Il secondo aspetto da considerare è che le grandi realtà istituzionali mondiali di riferimento, manche quelle private no profit, hanno adottato una nozione di disinformazione sempre più ampia, che ricomprende certamente la diffusione di notizie false, ma anche di notizie ritenute fuorvianti e persino di notizie vere quando si ritiene che vengano pubblicate con l’intento di causare danno. Non solo: la piattaforma di riferimento dei factcheckers di tutto il mondo First Draft, oggi sostituita tra gli altri da Google, metteva in guardia dai rischi disinformativi della satira. Questa discrezionalità a cui i gestori delle piattaforme si conformano è notevole, e rappresenta un pericolo».

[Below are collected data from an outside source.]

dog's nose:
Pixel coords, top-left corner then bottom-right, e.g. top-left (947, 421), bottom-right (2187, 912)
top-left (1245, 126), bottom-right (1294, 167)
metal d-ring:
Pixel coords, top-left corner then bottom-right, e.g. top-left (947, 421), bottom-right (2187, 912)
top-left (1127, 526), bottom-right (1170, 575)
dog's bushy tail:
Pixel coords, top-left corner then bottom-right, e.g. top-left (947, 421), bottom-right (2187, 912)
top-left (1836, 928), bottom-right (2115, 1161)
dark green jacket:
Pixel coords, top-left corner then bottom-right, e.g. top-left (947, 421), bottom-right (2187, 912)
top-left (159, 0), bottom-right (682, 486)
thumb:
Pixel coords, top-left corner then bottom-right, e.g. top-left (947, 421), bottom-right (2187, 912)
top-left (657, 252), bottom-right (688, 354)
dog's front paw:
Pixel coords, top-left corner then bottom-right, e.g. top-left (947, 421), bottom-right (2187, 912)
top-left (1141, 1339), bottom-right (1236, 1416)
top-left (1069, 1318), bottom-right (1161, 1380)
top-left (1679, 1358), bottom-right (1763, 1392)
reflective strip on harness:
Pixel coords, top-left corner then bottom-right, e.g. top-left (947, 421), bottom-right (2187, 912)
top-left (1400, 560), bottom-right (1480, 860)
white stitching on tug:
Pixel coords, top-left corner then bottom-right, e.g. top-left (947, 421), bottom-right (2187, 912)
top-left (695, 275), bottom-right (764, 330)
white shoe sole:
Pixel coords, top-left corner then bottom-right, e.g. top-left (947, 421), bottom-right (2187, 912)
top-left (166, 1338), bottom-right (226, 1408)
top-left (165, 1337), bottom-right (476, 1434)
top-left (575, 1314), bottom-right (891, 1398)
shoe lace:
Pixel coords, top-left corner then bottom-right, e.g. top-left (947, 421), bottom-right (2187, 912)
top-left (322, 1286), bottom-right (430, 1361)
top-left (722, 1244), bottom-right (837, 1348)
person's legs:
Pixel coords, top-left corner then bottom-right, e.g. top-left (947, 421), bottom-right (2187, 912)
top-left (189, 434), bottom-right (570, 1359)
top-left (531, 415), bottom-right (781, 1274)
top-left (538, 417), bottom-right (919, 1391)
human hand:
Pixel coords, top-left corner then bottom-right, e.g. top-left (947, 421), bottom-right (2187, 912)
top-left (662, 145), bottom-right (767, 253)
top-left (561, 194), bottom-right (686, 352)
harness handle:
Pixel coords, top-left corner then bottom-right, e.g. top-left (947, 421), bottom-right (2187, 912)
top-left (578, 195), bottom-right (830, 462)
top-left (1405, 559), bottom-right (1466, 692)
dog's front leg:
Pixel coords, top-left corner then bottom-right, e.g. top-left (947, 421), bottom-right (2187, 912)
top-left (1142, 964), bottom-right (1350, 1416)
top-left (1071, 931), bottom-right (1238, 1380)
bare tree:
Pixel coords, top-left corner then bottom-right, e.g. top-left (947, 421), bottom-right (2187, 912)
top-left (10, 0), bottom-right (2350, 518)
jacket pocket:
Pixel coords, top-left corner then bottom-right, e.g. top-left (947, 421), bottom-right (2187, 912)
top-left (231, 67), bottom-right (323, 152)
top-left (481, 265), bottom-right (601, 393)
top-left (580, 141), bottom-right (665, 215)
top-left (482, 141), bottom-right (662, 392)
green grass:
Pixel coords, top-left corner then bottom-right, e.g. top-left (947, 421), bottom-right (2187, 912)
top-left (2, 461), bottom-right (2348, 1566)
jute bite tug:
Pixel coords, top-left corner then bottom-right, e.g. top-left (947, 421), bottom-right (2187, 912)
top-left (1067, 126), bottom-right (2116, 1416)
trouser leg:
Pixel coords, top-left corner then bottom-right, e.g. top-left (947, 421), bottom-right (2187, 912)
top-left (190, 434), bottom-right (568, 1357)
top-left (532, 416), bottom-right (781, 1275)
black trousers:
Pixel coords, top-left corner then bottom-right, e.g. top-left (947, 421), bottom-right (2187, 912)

La Costituzione e la libertà d’espressione

Per muoversi senza sbagliare Mantovano indica nella Costituzione la prima bussola, «che tutelando la libertà di espressione le mette come unico limite l’ormai desueto “buon costume”. È una libertà fondamentale che non deve essere compressa se non in casi estremi, quando sono in pericolo i valori costituzionali più importanti: quando ci si trova di fronte a contenuti palesemente fake come l’imitazione di pagine web delle principali testate giornalistiche realizzate dalla campagna di disinformazione russa di cui parlavo prima, quando si integrano reati come il reclutamento a fini di terrorismo, quando sono diffusi account falsi o veri di cui è accertato il legame con agenti ostili che li utilizzano come proxy per lanciare campagne volte a inquinare la nostra informazione. Fuori da questi casi eclatanti dovrebbero essere il buon senso e il dibattito pubblico a decretare cosa è giusto e cosa non lo è lasciando il più aperto possibile il confronto tra opinioni».

Mantovano e il caso “Ultima cena”

Un conto, ha concluso il sottosegretario, è una finta pagina del sito di Eurosport che titola “I Giochi olimpici di Parigi saranno apertamente Lgbt”, un altro, «come purtroppo è avvenuto, è definire disinformativi i post che hanno sollevato dubbi su alcuni aspetti organizzativi dei Giochi o che affermavano come la cerimonia di apertura delle Olimpiadi avesse rappresentato in forma opinabile L’Ultima Cena. Se vogliamo utilizzare davvero la tecnologia per contrastare minacce reali dobbiamo scongiurare il rischio di censure che richiamano Orwell e che dovrebbero essere a noi estranee».